Quelle est l’origine de tes parents ?
Je suis Alma Sadek, j’ai 20 ans. Ma mère est française et mon père est marocain.

Vivent-ils dans leur pays ? Y retournent-ils ?
Non ils ont toujours vécu en France. Mon père est arrivé ici lorsqu’il avait 6 mois et y retournait pendant les vacances. Mais mes parents ne vont pas au Maroc.

Es-tu déjà allée dans le pays de tes parents ?
Comme mes parents ne vont pas au Maroc, je n’y suis allée qu’une seule fois.

As-tu appris les deux langues ?
Non, en réalité mon père est très francisé car il a toujours vécu ici. Donc nous avons un peu été éloignés de cette éducation, et je ne parle que français. Ce n’est que maintenant que moi-même je fais la démarche de lire et écrire l’arabe, mais je ne le comprend pas encore.

As-tu l’impression d’appartenir plus à une culture qu’à une autre ?
Jusqu’à mes 15 ans je me sentais plus française, même dans mes amis, et ensuite, quand je suis devenue musulmane, là ça a commencé a changé, mais sans m’identifier forcément à la culture marocaine, c’est plutôt une identification à une religion.

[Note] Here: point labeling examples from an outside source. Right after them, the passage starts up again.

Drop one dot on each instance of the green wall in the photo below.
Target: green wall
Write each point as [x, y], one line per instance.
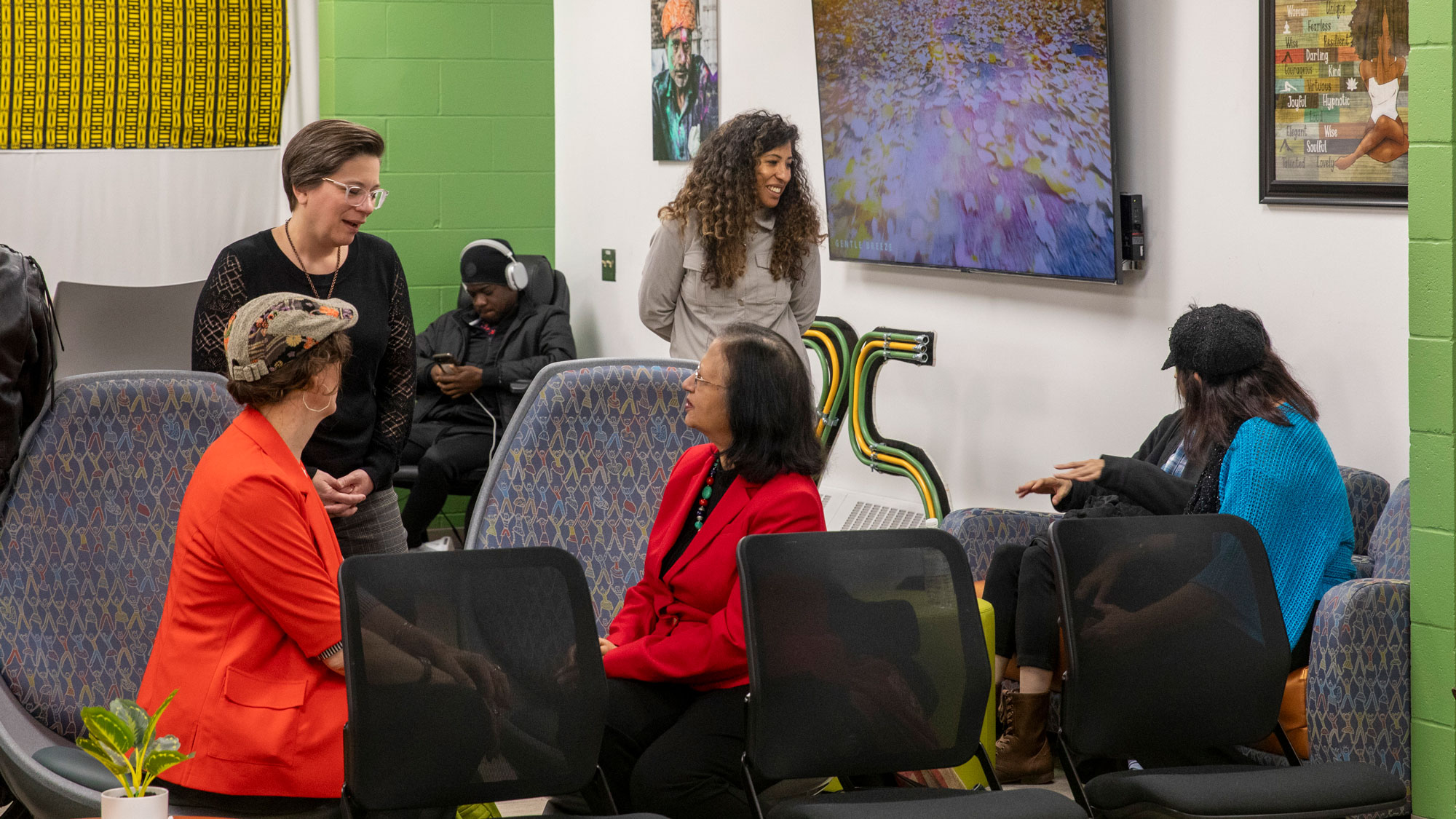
[464, 95]
[465, 100]
[1433, 458]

Est-ce que la double culture a eu une influence dans ton éducation à la maison ? Dans quelles mesures ?
Oui. Je pense qu’il y a eu une influence même si on ne nous le faisait pas ressentir dans la transmission des valeurs, du respect des autres, on est très altruiste, chaleureux, bienveillant. C’est quelque chose que l’on retrouve dans la culture française aussi évidemment.

Penses-tu que cette double culture est une force ?
Oui, parce que moi je suis ouverte à tout le monde, il n’y a pas de question de race ou quoi ; on est tous égaux, et on m’a donc enseigné dès petite à être ouverte d’esprit par rapport à tout ça et je n’ai pas de frontière, peu importe où je serai dans le monde je serai chez moi.

Comment ça se passe socialement ?
Ça se passe bien. Moi je viens de Nantes donc c’est très cosmopolite, et il est vrai qu’aujourd’hui je suis moins à l’aise dans les endroits où il n’y a pas de noirs ou d’arabes car j’ai toujours grandi dans un environnement très mélangé. Mais aujourd’hui je commence à le prendre de plus en plus mal lorsque j’ouvre les infos et qu’on nous crache dessus, c’est quelque chose que je vis mal, et je n’ai qu’une hâte c’est de partir de la France car tu sais que tu es jugé, que tu vas galérer à trouver du travail, tu sais que tu es discriminé alors que moi je connais mon niveau, et je pense que c’est de la perte. Quand tu rentres dans une boite d’intérim et que tu donne ton CV, tu sais déjà à la façon dont on te regarde que tu n’auras pas de réponse.

Concernant la transmission des valeurs culturelles, y a-t-il quelque chose que tu regrettes ?
Oui la langue, c’est une galère d’apprendre la langue à notre âge maintenant, alors que pour moi c’est essentiel.

As-tu bien vécu cette double culture lors de ton enfance ?
Oui, sans problème. Mon frère lui l’a vécu très différemment mais pas moi.

Qu’est-ce qui a changé par rapport à aujourd’hui ?
Ce qui a changé c’est le fait qu’avant je me sentais intégrée, et alors que j’ai toujours été scolarisée ici et vécu ici, maintenant je me sens exclue. Et même si on me le fait pas vivre, tu allumes la télé et tu te fais lyncher, et même si c’est pas toi, tu vois les autres.